It is tempting to immediately assign last night’s terror attack in Tel Aviv to the wave of ‘Third Intifada’ or ‘Knife Intifada’ terror attacks that began in October.
At least on the surface, however, this atrocity - the first deadly attack in Israel for exactly three months - bears few of the hallmarks of previous months’ assaults, which have mainly involved young people acting alone, spontaneously and often at the prompting of incitement on social media.
Wednesday’s shooting was a much more ambitious operation. The fact that the target was far from the Green Line – a shopping thoroughfare in central Tel Aviv – meant that the two killers would have had to be transported to their intended destination by a third party, which implies a degree of logistical complexity.
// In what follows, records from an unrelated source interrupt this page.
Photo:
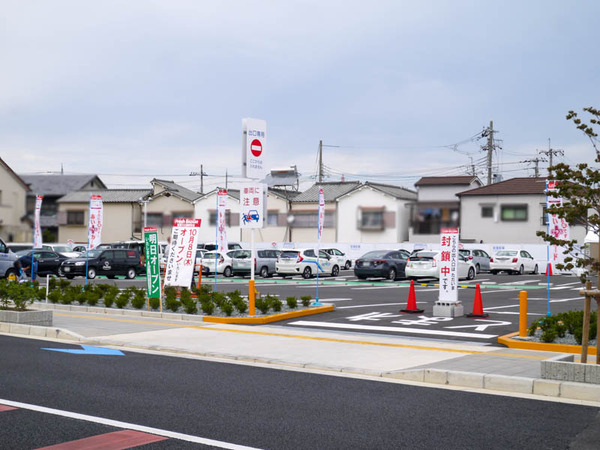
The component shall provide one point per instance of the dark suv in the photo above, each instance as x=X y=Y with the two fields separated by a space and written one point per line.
x=107 y=262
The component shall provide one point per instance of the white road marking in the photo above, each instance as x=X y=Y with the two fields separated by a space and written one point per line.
x=393 y=329
x=125 y=425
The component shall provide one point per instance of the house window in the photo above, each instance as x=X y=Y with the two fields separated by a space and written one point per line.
x=487 y=211
x=75 y=217
x=371 y=219
x=512 y=213
x=154 y=219
x=212 y=219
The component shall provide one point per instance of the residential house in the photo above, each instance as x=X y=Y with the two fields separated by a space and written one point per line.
x=53 y=187
x=374 y=213
x=437 y=206
x=122 y=216
x=13 y=193
x=510 y=211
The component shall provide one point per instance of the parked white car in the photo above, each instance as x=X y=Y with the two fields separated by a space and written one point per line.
x=339 y=256
x=304 y=262
x=223 y=263
x=425 y=264
x=513 y=261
The use of guns – in this case, imitations of the Swedish-made Carl Gustav recoilless rifle – indicates the pair had access to West Bank gun dealers, as well as at least rudimentary training in how to operate the weapons.
But what marks this attack out from the previous terror wave more than anything else is the fact that the terrorists were cousins from a family with a long history of Hamas contacts.
Their West Bank village, Yatta, is well-known religious extremism, and it would not be surprising if a link to a Salafist movement – perhaps even Daesh – emerges in the next few days.
So what does the attack mean for Israel?
In one way, very little. This particular rampage was part of a different – and more longstanding – tradition that has been spilling blood on the streets of Israel on a regular basis since the Second Intifada and beyond.
The most recent example of this was the suicide bombing of a Jerusalem bus in April, which was organised by Hamas and closely resembled Wednesday’s attack in terms of ambition and planning.
Many plots such as these are stopped in their tracks because they involve well-known actors – such as Hamas – and a networked operation that is, by nature, easier to intercept. As one security expert told me, the Sarona Market killers were either slightly more skilful than average – or got lucky.
There are not many short-term policies that can stop terrorism emerging from villages like Yatta. The radicalisation there is too deeply embedded.
In that context, Israel’s new Deputy Defence Minister Avigdor Lieberman’s tough warning that life in Yatta “will not carry on as normal” is probably the only realistic Band Aid that Israel can apply to the situation at this stage.
The young ‘Knife Intifada’ radicals who, on a whim and a tweet, grab a knife and take a bus to Damascus Gate where they attack the first person they see, are still within reach, however.
Beyond the murderous messages they see on Facebook and hear on TV, their hatred has also been stoked by continued failures of politicians to provide hope, a persistent sense of discrimination, and a lack of an economic future. And to change that, only a realistic hope of an independent Palestinian state will do.